From up here, we’re so high that I can see the entire city center, the familiar maze that seems to have only grown more complicated since I last saw it. Just beyond, there are the green treetops of a forest beginning to grow anew.

Foolishly, I let my eyes drop, falling onto the square below. The memory of the Whispers’ Rebellion rears again, everything crashing back at once: the sticky streets, smoke in my nose, ash on my skin. Bodies shoving and crushing and burning.

“Awake, O Scarlet of the Sands!” an alto voice singsongs cheerfully behind me.

I let out a startled cry and reach for my knife—only for my fingertips to graze silk. Of course. These aren’t my clothes. This isn’t my room. This isn’t where I belong.

“Who in the Six Heavens are you?” I pull my flimsy robe tighter as I take in the man now standing in my room. He’s young, maybe older than me but not by much. Tall with a gleaming head of brown curls that frame a handsome oval face and light brown skin. The king’s jeweled seal catches the morning light on his right jacket pocket.

“Me? I am the royal sun who comes to shine his light on you,” the boy continues to sing, his voice a pleasantly surprising ring. For the first time, I notice a bundle of scarlet in his fine hands, the hands of someone who’s never done manual labor.

I frown. “I don’t know that play.”

He holds the dress out for me to see. I don’t look at it. I already know it’s ridiculous.

“Then we must educate you about the theater if you are to be the lady in my care.”

“Not a lady.” I take the dress from him and, remembering the way the other attendants acted toward me, am surprised when he doesn’t flinch away. The dress is in a choke hold in my leather-clad fist. “I can dress myself. There’s no need for you to be here.”

“I only just took an iron to that, Lady Renata,” the boy tells me, gently removing the dress from my hands.

“I’m not a lady,” I say again.

“That may be so, but I must still treat you as one.”

“Because Justice Méndez asked you to.”

The boy gives a little shake of his head. One of his curls falls out of place and lands over his forehead like a tendril of smoke, or a very tiny snake. “You must know more than anyone that Justice Méndez doesn’t ask for anything. Now, please, let us dress before we feast.
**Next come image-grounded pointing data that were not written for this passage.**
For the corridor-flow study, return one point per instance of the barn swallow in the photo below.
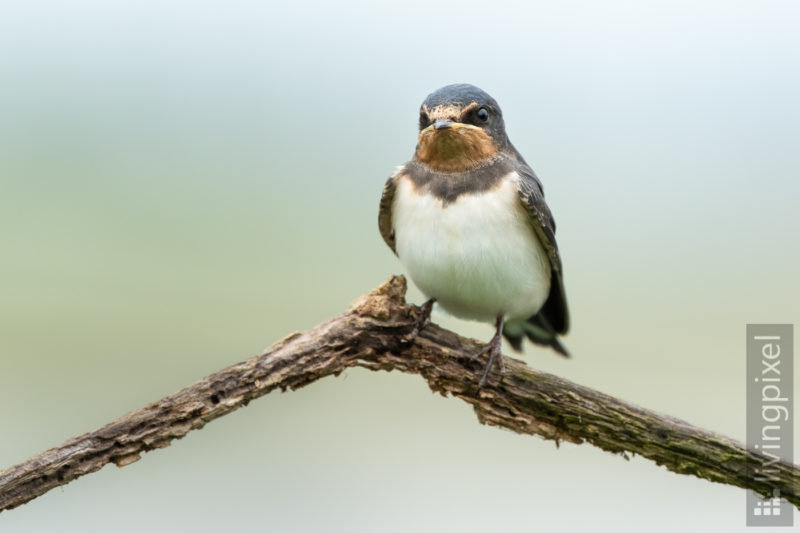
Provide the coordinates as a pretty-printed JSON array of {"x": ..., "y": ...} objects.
[{"x": 467, "y": 218}]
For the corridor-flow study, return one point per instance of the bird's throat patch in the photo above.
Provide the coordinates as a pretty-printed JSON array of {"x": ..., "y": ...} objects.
[{"x": 455, "y": 149}]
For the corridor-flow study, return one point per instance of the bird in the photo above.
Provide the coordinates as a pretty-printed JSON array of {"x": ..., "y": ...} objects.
[{"x": 467, "y": 218}]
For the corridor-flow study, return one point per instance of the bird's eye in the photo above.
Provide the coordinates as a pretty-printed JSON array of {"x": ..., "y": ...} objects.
[{"x": 424, "y": 121}]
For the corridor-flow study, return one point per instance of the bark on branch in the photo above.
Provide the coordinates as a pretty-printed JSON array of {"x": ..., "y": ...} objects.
[{"x": 371, "y": 335}]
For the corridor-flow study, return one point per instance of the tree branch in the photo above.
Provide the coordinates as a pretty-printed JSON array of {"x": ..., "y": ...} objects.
[{"x": 371, "y": 335}]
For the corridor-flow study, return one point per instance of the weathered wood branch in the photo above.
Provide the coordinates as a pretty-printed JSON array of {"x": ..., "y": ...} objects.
[{"x": 372, "y": 334}]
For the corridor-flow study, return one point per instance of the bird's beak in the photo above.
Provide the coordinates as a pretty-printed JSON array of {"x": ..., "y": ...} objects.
[{"x": 440, "y": 125}]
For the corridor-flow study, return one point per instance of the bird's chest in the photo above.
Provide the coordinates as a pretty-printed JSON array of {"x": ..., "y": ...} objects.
[{"x": 477, "y": 255}]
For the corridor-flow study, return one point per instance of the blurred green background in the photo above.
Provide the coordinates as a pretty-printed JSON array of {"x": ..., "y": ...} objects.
[{"x": 184, "y": 183}]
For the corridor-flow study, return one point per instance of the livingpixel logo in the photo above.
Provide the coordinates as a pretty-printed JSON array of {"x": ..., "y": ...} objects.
[{"x": 770, "y": 417}]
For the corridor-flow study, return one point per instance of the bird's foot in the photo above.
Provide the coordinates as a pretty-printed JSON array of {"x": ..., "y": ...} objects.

You must look your best for the king.”

He takes long, sure strides away from me and through a door leading to the dressing room where he’s already set out perfumes, combs, and brooches. Did I really sleep through the rattle of keys and the heavy tread of his boots? Margo might’ve been right. I have no business being a spy.

“What are you doing?” I say, impatiently following him.

“You see, Lady Renata,” he starts. “There is most certainly a need for me to be here. Your injured hands leave you practically indisposed. The justice has entrusted me, Leonardo Almarada, with your care. You wouldn’t want him to be upset with me, would you?”

“Actually, I’m wondering what you did wrong that you’d be sent to attend someone like me.”

His mouth twitches and his jaw muscles tighten. His sharp green eyes hone in on me. “I’ll have you know I am quite good at my job. I have an incredible amount of patience. When I was a stage actor, I trained a dozen larks to sing to accompany my musical number. Pity there’s not much work these days.”

“I don’t sing,” I say, and do my best to frown. To put him off and scare him away like the girls last night.

“I’m sure that is best for us all,” he says. “Now, let’s get to it.”

He holds the dress by the shoulders, a ridiculous smile playing on his lips because he knows I can’t do this on my own. There are at least two dozen unnecessary buttons on the back, and my wretched hand is still swollen and red. A voice that sounds remarkably like Dez’s whispers in my head. Think of the advantage. If Méndez chose him to attend me, then that means he trusts him. The justice might not know he’s given me a gift. Even if he does sing this early in the morning.